Trepar não cuidas a luzente escala
Que os heróis cabe e leva à clara esfera
Onde eterna se faz a humana fala.
Onde os tempos não são esta quimera
Que apenas brilha e logo se esvaece,
Como folhas de escassa primavera.
Onde nada se perde nem se esquece,
E no dorso dos séculos trazido
O nome de Anchieta resplandece
Ao vivo nome do Brasil unido.
★★★
Camões
MACHADO DE ASSIS
“Ocidentais” (1880)
“Ocidentais” (1880)
I
Tu quem és? Sou o século que passa.
Quem somos nós? A multidão fremente.
Que cantamos? A glória resplendente.
De quem? De quem mais soube a força e a
graça.
Que cantou ele? A vossa mesma raça.
De que modo? Na lira alta e potente.
A quem amou? A sua forte gente.
Que lhe deram? Penúria, ermo, desgraça.
Nobremente sofreu? Como homem forte.
Esta imensa oblação?... É-lhe devida.
Paga?... Paga-lhe toda a adversa sorte.
Chama-se a isto? A glória apetecida.
Nós, que o cantamos?... Volvereis à morte.
Ele, que é morto?... Vive a eterna vida.
II
Quando, transposta a lúgubre morada
Dos castigos, ascende o florentino
À região onde o clarão divino
Enche de intensa luz a alma nublada,
A saudosa Beatriz, a antiga amada,
A mão lhe estende e guia o peregrino,
E aquele olhar etéreo e cristalino
Rompe agora da pálpebra sagrada.
Tu, que também o Purgatório andaste,
Tu, que rompeste os círculos do Inferno,
Camões, se o teu amor fugir deixaste,
Ora o tens, como um guia alto e superno
Que a Natércia da vida que choraste
Chama-se Glória e tem o amor eterno.
III
Quando, torcendo a chave misteriosa
Que os cancelos fechava do Oriente,
O Gama abriu a nova terra ardente
Aos olhos da companha valorosa,
Talvez uma visão resplandecente
Lhe amostrou no futuro a sonorosa
Tuba, que cantaria a ação famosa
Aos ouvidos da própria e estranha gente.
E disse: "Se já noutra, antiga idade,
Troia bastou aos homens, ora quero
Mostrar que é mais humana a humanidade.
Pois não serás herói de um canto fero,
Mas vencerás o tempo e a imensidade
Na voz de outro moderno e brando
Homero."
IV
Um dia, junto à foz de brando e amigo
Rio de estranhas gentes habitado,
Pelos mares aspérrimos levado,
Salvaste o livro que viveu contigo.
E esse que foi às ondas arrancado,
Já livre agora do mortal perigo,
Serve de arca imortal, de eterno abrigo,
Não só a ti, mas ao teu berço amado.
Assim, um homem só, naquele dia,
Naquele escasso ponto do universo,
Língua, história, nação, armas, poesia,
Salva das frias mãos do tempo adverso.
E tudo aquilo agora o desafia.
E tão sublime preço cabe em verso.
★★★
Dante
(Inferno,
canto XXV)
MACHADO DE ASSIS
“Ocidentais” (1880)
“Ocidentais” (1880)
Acabara o ladrão, e, ao ar erguendo
As mãos em figas, deste modo brada:
"Olha, Deus, para ti o estou
fazendo!"
E desde então me foi a serpe amada,
Pois uma vi que o colo lhe prendia,
Como a dizer: "não falarás mais
nada!"
Outra os braços na frente lhe cingia
Com tantas voltas e de tal maneira
Que ele fazer um gesto não podia.
Ah!

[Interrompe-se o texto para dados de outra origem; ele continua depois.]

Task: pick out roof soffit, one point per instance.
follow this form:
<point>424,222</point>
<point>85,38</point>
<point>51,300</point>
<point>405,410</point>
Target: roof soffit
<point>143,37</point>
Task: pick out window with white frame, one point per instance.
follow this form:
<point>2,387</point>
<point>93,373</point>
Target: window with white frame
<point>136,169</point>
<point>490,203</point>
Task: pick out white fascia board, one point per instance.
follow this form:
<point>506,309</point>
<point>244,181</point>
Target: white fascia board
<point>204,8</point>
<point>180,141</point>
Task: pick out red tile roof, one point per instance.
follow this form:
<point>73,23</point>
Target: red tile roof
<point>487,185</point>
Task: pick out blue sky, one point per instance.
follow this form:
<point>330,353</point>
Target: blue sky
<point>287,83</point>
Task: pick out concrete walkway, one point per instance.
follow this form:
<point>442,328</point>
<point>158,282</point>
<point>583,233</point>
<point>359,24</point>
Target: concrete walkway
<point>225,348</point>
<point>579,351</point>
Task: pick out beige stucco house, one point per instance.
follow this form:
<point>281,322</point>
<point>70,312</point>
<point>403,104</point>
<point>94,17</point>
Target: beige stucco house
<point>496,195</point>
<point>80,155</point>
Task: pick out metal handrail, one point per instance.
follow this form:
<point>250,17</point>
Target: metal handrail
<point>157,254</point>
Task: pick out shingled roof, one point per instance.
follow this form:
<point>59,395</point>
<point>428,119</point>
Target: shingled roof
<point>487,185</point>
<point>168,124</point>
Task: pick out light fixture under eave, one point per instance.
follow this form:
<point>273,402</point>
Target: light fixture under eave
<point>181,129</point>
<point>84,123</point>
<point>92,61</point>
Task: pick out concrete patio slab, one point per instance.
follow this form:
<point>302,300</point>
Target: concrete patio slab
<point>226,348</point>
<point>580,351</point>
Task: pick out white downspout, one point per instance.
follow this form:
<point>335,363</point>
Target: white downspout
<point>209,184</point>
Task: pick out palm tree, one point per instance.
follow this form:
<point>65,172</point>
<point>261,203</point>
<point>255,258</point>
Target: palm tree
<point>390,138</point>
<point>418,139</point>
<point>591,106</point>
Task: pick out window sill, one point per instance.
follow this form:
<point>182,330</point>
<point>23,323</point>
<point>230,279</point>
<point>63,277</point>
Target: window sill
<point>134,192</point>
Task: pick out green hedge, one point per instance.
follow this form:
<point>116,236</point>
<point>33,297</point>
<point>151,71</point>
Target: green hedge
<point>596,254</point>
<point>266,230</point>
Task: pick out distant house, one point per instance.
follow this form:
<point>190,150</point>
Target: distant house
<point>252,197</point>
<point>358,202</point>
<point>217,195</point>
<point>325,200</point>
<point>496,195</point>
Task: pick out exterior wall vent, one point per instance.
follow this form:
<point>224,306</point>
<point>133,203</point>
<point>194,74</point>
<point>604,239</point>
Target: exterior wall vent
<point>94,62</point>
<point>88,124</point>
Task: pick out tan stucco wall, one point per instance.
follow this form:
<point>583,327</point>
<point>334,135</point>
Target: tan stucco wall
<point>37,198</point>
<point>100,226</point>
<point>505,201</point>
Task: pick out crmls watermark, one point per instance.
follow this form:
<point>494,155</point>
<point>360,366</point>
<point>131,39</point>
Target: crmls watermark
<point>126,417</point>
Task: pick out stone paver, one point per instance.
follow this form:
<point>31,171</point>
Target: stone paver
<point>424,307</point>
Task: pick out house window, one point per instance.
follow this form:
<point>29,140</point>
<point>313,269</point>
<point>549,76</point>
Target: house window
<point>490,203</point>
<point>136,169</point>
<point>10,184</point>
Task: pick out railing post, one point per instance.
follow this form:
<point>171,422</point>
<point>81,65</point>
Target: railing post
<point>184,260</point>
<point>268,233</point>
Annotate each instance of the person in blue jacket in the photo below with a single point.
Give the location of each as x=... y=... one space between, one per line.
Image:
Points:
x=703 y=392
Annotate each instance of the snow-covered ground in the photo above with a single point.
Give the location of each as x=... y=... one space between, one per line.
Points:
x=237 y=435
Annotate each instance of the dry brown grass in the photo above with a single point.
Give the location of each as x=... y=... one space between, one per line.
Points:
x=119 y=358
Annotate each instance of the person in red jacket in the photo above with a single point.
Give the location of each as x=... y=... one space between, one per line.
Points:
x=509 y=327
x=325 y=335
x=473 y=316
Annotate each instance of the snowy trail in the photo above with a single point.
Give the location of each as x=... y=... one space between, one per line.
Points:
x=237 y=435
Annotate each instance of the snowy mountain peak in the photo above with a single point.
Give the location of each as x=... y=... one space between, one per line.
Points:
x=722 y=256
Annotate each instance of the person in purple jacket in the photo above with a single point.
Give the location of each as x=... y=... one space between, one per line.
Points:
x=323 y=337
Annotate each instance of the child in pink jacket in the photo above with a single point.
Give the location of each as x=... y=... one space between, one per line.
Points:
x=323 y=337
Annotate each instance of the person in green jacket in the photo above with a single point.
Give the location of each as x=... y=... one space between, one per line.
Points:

Pistoia, por que numa fogueira
Não ardes tu, se a mais e mais impuros,
Teus filhos vão nessa mortal carreira?
Eu, em todos os círculos escuros
Do inferno, alma não vi tão rebelada.
Nem a que em Tebas resvalou dos muros.
E ele fugiu sem proferir mais nada.
Logo um centauro furioso assoma
A bradar: "Onde, aonde a alma danada?”
Marema não terá tamanha soma
De reptis quanta vi que lhe ouriçava
O dorso inteiro desde a humana coma.
Junto à nuca do monstro se elevava
De asas abertas um dragão que enchia
De fogo a quanto ali se aproximava.
"Aquele é Caco, — o Mestre me dizia, —
Que, sob as rochas do Aventino, ousado
Lagos de sangue tanta vez abria.
Não vai de seus irmãos acompanhado
Porque roubou malicioso o armento
Que ali pascia na campanha ao lado.
Hércules com a maça e golpes cento,
Sem lhe doer um décimo ao nefando,
Pôs remate a tamanho atrevimento."
Ele falava, e o outro foi andando.
No entanto embaixo vinham para nós
Três espíritos que só vimos quando
Atroara este grito: "Quem sois
vós?"
Nisto a conversa nossa interrompendo
Ele, como eu, no grupo os olhos pôs.
Eu não os conheci, mas sucedendo,
Como outras vezes suceder é certo,
Que o nome de um estava outro dizendo,
"Cianfa aonde ficou?" Eu, por que
esperto
E atento fosse o Mestre em escutá-lo,
Pus sobre a minha boca o dedo aberto.
Leitor, não maravilha que aceitá-lo
Ora te custe o que vais ter presente,
Pois eu, que o vi, mal ouso acreditá-lo.
Eu contemplava, quando uma serpente
De seis pés temerosa se lhe atira
A um dos três e o colhe de repente.
Com os pés do meio o ventre lhe cingira,
Com os da frente os braços lhe peava,
E ambas as faces lhe mordeu com ira.
Os outros dois às coxas lhe alongava,
E entre elas insinua a cauda que ia
Tocar-lhes os rins e dura os apertava.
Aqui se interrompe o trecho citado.